Alors que les effets du dérèglement climatique se font de plus en plus ressentir, un consortium de scientifiques révèle dans une étude que la disparition des forêts tropicales il y a des millions d’années a entrainé un réchauffement climatique long et intense. 

Selon une étude menée conjointement par des chercheurs britanniques et chinois, la disparition des forêts tropicales il y a plusieurs millions d'années aurait engendré un réchauffement climatique "prolongé" en raison de gaz à effet de serre qui auraient stagné dans l’atmosphère. 

Pour en arriver à ces conclusions, les chercheurs ont étudié des fossiles datant de l’époque du Permien-Trias. Cette période géologique est caractérisée par un "stress environnemental et biologique intense", selon l’étude. Ceci explique l’intérêt que lui portent les chercheurs. En effet, elle partage plusieurs similarités avec l’époque climatique actuelle. 

Les leçons de la "Grande Mort"

Il y a 252 millions d’années, sur un laps de temps d’environ 50 à 500 ans, 89 % des espèces terrestres se sont éteintes à cause d’un réchauffement de la planète, provoqué par de fortes émissions de gaz à effet de serre. Cette période, souvent appelée la "Grande Mort", est aujourd’hui considérée comme la plus vaste extinction de masse de la Terre.

Contrairement à aujourd’hui, ces gaz n'étaient pas le résultat d’activités humaines mais de fumée libérée par un volcan sibérien. Toutefois, les chercheurs espèrent tirer les leçons du passé. 

Parmi les espèces éteintes, les scientifiques ont remarqué que la masse mondiale de forêts tropicales a fortement diminué. A posteriori, les scientifiques constatent qu’elle a subi "une reprise retardée", signifiant que pendant plusieurs milliers d’années, les forêts tropicales ont peiné à repousser. Or, ces espaces forestiers sont de vrais poumons pour la planète grâce à leurs fortes capacités d’absorption du CO₂. 

Par conséquent, la période qui a suivi l’extinction du Permien-Trias a été marquée par une importante concentration de CO₂ dans l’air. Les chercheurs affirment que ce "changement dans le système terrestre aurait conduit le cycle climat-carbone à se stabiliser à une température globale bien plus élevée pendant plusieurs millions d’années". C’est ce qu’ils appellent l'"état stable de température élevée". 

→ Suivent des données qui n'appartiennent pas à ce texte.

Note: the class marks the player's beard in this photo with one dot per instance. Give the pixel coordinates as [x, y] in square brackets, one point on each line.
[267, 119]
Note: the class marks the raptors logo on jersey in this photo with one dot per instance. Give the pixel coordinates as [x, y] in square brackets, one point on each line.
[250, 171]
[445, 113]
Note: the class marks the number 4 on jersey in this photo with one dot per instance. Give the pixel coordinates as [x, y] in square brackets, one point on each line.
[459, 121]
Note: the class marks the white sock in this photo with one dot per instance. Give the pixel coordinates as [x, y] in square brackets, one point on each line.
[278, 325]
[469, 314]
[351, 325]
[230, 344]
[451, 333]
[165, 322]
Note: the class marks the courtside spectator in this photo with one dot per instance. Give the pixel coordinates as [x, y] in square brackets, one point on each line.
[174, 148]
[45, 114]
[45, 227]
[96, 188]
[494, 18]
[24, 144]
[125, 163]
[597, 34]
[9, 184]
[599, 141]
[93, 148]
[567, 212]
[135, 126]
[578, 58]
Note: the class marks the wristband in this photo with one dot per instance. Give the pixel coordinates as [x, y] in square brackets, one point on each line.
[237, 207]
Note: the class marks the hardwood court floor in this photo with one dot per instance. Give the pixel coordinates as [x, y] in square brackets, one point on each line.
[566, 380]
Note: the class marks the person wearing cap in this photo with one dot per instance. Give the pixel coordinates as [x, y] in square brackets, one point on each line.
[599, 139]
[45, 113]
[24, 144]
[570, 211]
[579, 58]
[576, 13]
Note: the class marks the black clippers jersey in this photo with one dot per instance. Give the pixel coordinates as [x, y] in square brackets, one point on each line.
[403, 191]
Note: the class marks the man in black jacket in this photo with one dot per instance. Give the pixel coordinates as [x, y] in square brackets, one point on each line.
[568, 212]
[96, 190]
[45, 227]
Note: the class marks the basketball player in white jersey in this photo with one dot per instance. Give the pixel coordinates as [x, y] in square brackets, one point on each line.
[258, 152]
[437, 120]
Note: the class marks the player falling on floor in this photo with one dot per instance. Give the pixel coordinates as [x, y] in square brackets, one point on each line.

Dans l’étude, le consortium de chercheurs explique ne pas être parvenu à définir précisément la hausse de ces températures. Ils précisent cependant que la chaleur était si "extrême" qu’elle en était "létale" pour la plupart des espèces animales et végétales. 

Une histoire du climat en "points de bascule"

Plusieurs facteurs ont été identifiés par les chercheurs pour expliquer de telles disparitions dans la faune et la flore tropicales. "Un stress thermique intensifié par El Niño et une aridité saisonnière […] ont probablement constitué le principal moteur des extinctions terrestres", indique l’étude. 

"Ces conditions ont persisté pendant près de cinq millions d’années, et le refroidissement n’a été atteint qu’à partir du moment où la productivité végétale a commencé à augmenter", ajoutent les scientifiques.

Dans un article publié par la faculté de l’Environnement de l’université de Leeds, ces derniers estiment que leur étude "renforce l’idée qu’il existe des points de bascule climatique". Une fois ces points atteints, le réchauffement planétaire serait "amplifié".

En plus des fossiles, les chercheurs se sont également appuyés sur des plantes actuelles pour effectuer leurs analyses. Des écosystèmes modernes ont aussi été intégrés à l’étude, comme les forêts tropicales brésiliennes ou certaines régions chinoises. Ces rapprochements avec le présent, alors que nos sociétés traversent une période intense de dérèglement climatique, permettent d’envisager les conséquences à long terme de ces perturbations. 

Un des chercheurs, Benjamin Mills, affirme même qu’il "y a ici un avertissement concernant l’importance des forêts tropicales actuelles de la planète. Si un réchauffement rapide devait provoquer leur effondrement de manière similaire, alors il ne faudrait pas s’attendre à ce que le climat revienne aux niveaux préindustriels, même si nous cessons d’émettre du CO₂."